What about phase differences across the vertical dimension of Fig. 1e? Since the resolution along the vertical axis is higher than the radial one, a larger number of phase curves are shown in Fig. 2d. At the lowest stimulus frequency (74 Hz), the basal site had longer group delay than the middle site (Mann-Whitney U test, p = 5.7×10−13), which had longer group delay than the apical location (Mann-Whitney U test, p = 8.7×10−8). Thus, the pattern shown in Fig. 2b is confirmed. At higher stimulus frequencies, the basal and middle site had similar group delay, but the longest delay occurred at the apical site for frequencies between 250 and 550 Hz. Since neither radial nor vertical averaging of group delays affected the result in Fig. 2b, we conclude that the unusual group delay that we describe are not a consequence of averaging pixels from different organ of Corti locations.
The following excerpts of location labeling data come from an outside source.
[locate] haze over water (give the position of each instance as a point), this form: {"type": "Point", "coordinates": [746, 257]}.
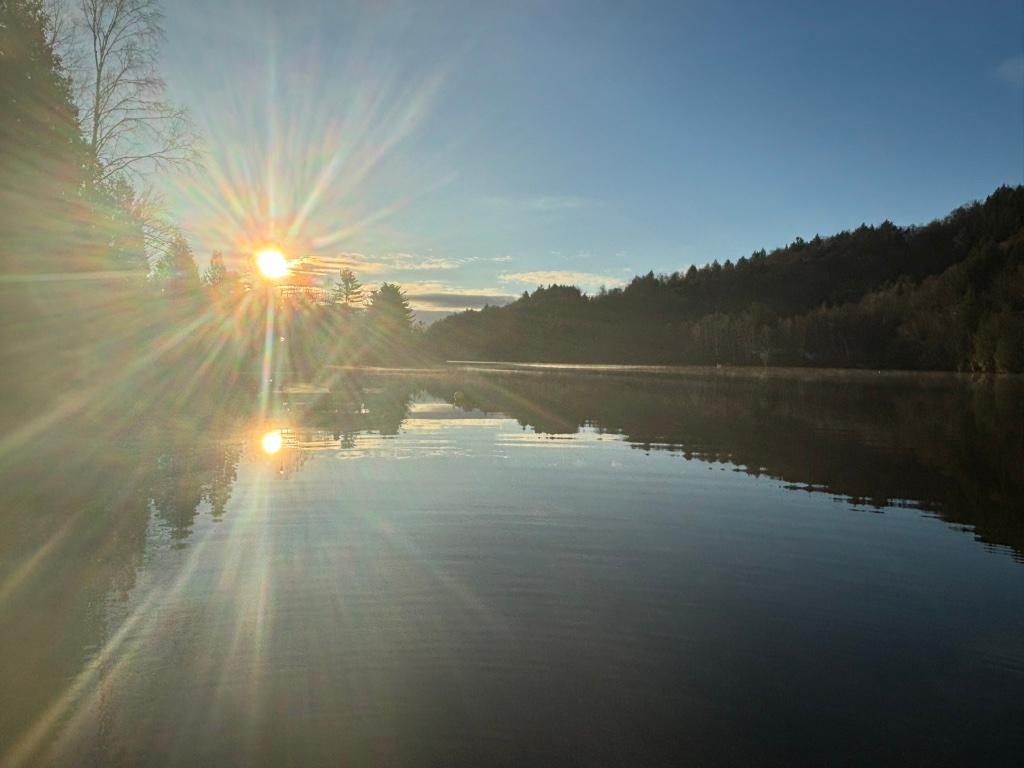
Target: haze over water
{"type": "Point", "coordinates": [503, 567]}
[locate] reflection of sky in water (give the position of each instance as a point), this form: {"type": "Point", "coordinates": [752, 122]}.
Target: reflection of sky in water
{"type": "Point", "coordinates": [357, 587]}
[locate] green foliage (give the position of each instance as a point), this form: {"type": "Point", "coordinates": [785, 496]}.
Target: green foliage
{"type": "Point", "coordinates": [216, 273]}
{"type": "Point", "coordinates": [945, 296]}
{"type": "Point", "coordinates": [176, 269]}
{"type": "Point", "coordinates": [348, 292]}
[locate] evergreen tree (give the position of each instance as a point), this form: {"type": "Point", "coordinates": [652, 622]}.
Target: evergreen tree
{"type": "Point", "coordinates": [348, 293]}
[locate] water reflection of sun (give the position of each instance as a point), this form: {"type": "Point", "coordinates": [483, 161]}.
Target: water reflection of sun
{"type": "Point", "coordinates": [272, 441]}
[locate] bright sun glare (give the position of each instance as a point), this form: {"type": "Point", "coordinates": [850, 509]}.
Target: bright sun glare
{"type": "Point", "coordinates": [271, 263]}
{"type": "Point", "coordinates": [272, 441]}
The low-frequency group delays in Fig. 2b range between 2.7 and 4.6 ms. This substantial delay is consistent with energy being carried by traveling waves to the apex. However, at 34 dB SPL the most apical location has the shortest delay at low frequencies, while the middle site has shorter delay than the basal one through a large part of the response range. These features are not consistent with a conventional traveling wave.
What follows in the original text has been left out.